- Seven trade groups sued the Consumer Financial Protection Bureau (CFPB) and its director, Rohit Chopra, over a recent policy update aimed at combating discrimination in banking, alleging the change exceeds the agency’s statutory authority and violates proper notice-and-comment rulemaking procedures.
- In a March update to the CFPB’s Unfair, Deceptive, or Abusive Acts or Practices (UDAAP) section, the bureau said it would scrutinize banks’ and other companies’ compliance with consumer protection rules to identify and root out discriminatory conduct that violates federal prohibitions against unfair practices, even in situations where fair lending laws may not apply.
- The groups called the updated manual “arbitrary” and “capricious,” and a violation of the Administrative Procedure Act (APA) “because it constitutes a legislative rule that failed to go through notice and comment.”
The groups — the American Bankers Association (ABA), the U.S. Chamber of Commerce, Longview Chamber of Commerce, Texas Bankers Association, Independent Bankers Association of Texas, Texas Association of Business and the Consumer Bankers Association (CBA) — say the CFPB should have requested comment on a proposed rule before implementing such a change.

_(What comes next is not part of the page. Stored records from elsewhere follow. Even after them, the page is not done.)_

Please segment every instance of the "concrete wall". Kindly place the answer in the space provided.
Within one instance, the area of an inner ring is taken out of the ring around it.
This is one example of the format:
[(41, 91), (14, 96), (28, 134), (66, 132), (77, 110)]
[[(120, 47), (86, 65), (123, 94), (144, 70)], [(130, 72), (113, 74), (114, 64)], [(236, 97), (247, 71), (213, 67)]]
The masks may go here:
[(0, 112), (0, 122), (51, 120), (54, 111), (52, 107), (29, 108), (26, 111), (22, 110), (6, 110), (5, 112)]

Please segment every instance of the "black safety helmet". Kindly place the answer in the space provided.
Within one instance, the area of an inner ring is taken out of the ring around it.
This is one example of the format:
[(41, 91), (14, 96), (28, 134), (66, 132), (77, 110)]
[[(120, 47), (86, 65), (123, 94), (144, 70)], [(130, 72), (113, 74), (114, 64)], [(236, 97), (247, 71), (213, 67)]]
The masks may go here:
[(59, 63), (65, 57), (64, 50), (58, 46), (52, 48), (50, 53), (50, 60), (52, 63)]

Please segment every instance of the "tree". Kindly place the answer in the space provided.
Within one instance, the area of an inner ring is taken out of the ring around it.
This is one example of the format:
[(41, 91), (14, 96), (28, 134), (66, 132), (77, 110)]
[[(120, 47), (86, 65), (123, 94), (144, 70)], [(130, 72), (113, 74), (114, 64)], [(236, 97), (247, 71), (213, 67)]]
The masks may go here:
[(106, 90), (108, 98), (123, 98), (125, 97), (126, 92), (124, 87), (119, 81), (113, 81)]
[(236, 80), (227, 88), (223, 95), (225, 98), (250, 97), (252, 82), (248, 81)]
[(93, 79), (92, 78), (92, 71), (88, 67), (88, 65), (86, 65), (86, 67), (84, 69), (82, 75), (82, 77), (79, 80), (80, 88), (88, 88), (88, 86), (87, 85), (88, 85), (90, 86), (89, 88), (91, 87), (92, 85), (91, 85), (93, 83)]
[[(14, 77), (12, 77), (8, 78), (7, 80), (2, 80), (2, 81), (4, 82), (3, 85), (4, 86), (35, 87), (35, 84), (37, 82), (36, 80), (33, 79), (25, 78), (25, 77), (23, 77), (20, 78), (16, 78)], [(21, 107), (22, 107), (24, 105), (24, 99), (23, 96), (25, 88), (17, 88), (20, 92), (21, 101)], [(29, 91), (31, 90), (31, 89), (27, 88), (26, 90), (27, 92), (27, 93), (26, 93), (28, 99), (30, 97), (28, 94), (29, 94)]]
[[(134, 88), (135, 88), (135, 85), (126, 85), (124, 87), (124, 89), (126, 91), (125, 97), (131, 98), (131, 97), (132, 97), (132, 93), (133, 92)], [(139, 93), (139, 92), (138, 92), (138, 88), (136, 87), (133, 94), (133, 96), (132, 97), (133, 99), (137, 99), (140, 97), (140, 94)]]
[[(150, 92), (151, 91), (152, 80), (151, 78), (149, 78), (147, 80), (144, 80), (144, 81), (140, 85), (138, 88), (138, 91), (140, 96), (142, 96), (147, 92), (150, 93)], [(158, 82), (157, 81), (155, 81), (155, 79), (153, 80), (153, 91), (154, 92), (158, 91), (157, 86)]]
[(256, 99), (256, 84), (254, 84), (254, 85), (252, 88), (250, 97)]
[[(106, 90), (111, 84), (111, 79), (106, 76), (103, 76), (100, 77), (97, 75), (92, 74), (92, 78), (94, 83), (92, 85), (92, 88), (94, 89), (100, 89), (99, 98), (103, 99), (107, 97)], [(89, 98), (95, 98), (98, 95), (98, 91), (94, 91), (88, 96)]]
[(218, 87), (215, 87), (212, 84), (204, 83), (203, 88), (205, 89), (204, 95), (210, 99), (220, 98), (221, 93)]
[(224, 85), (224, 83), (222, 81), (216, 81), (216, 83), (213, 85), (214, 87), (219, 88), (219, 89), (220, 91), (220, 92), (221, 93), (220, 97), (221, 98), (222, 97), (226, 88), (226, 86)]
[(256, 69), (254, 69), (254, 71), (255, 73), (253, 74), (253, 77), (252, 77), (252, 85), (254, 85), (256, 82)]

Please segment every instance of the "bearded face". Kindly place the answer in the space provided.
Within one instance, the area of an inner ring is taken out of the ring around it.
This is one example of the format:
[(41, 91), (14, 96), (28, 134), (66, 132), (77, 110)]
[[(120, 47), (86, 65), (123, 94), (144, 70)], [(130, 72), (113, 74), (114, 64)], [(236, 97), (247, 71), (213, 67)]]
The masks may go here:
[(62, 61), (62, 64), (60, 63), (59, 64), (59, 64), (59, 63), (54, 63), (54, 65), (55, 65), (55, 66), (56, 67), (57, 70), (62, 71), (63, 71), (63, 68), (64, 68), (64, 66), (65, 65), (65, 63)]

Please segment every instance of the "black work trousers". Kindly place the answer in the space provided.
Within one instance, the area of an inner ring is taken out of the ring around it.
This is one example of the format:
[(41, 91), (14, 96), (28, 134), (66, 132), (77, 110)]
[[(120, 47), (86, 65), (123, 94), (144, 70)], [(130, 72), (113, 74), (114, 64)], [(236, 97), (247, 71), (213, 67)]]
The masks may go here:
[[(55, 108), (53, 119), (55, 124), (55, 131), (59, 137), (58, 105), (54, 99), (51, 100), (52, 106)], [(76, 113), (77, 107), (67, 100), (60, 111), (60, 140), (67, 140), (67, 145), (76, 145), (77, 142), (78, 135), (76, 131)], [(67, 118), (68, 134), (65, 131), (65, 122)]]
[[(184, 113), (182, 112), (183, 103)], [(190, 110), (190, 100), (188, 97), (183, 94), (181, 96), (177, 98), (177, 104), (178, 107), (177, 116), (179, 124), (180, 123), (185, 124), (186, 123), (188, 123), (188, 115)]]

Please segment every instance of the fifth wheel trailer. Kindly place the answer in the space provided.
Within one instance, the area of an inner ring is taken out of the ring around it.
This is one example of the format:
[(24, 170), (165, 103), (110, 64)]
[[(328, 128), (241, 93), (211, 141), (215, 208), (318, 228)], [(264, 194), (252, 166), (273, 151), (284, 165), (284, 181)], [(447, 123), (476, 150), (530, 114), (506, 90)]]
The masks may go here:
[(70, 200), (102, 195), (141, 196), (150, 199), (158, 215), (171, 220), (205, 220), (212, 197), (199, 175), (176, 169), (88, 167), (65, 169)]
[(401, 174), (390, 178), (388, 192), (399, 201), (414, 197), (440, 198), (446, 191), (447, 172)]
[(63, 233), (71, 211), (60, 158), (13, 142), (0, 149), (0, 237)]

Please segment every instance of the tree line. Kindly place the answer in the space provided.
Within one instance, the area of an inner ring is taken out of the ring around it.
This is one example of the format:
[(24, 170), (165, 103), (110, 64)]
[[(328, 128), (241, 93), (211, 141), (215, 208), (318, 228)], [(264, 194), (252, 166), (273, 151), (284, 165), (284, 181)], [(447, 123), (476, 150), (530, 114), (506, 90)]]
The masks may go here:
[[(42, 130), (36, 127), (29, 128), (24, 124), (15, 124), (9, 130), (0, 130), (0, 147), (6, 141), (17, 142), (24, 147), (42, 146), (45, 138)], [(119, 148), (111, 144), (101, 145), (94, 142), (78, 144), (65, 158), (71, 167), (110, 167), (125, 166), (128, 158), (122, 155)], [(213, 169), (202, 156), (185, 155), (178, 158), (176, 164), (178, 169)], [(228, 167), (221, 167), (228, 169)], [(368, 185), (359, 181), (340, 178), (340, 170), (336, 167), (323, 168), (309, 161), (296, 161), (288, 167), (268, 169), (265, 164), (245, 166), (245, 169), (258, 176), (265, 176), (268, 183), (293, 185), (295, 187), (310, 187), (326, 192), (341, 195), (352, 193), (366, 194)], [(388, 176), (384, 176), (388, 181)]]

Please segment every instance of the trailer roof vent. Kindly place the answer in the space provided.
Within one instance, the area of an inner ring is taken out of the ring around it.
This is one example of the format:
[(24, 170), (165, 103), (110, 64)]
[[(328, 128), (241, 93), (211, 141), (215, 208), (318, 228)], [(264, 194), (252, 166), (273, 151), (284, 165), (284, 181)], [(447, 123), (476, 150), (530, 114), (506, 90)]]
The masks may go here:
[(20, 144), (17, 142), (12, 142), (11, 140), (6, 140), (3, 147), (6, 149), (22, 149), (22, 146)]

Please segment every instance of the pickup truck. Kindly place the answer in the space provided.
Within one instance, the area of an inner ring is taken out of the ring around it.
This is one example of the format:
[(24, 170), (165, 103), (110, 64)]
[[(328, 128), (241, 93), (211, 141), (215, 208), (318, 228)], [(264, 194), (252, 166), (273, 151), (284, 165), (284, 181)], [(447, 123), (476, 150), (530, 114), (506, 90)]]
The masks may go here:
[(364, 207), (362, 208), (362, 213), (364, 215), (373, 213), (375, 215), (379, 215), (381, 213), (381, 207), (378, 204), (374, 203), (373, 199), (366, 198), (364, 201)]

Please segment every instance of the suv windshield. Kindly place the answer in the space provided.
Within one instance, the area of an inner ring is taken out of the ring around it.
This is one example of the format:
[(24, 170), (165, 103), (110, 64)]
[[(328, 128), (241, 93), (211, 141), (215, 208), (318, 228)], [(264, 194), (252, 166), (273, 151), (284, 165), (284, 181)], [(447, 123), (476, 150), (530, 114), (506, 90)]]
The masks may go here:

"The CFPB's decision to dramatically expand its regulatory reach without any input from the public was not authorized by statute and has significant implications for consumers, banks and the broader financial markets," ABA President and CEO Rob Nichols said in a statement. "This is a step we did not want to take, but it was a necessary step given the extraordinary actions of the CFPB."
In the lawsuit, the trade groups said they fully support the fair enforcement of nondiscrimination laws, but said the CFPB created regulatory uncertainty and imposed costly burdens on businesses in the manner in which it enacted the policy.
“This Court’s intervention is needed to ensure that the CFPB is accountable to legal constraints, the rule of law, and the public as it pursues an aggressive agenda with far-reaching implications for the American economy, Plaintiffs, and their members,” the groups argued in the lawsuit, filed in the U.S. District Court for the Eastern District of Texas.
The update to the CFPB examination manual has already been challenged by Senate Republicans.
During an April hearing, the ranking member on the Senate Banking Committee, Pat Toomey, R-PA, blasted the update and called the agency, under Chopra’s leadership, “more out of control than ever before.”
“It’s once again pursuing a subversive far-Left agenda by abusing — and exceeding — its authorities,” he said.
This month, Chopra pledged to push ahead with the agency’s new policy, as well as several others that have been subject to Republican attacks in recent months.
“We’re going to keep doing our work, regardless of the false accusations that are made about our staff,” Chopra said during a nonprofit speaking engagement, according to The Wall Street Journal.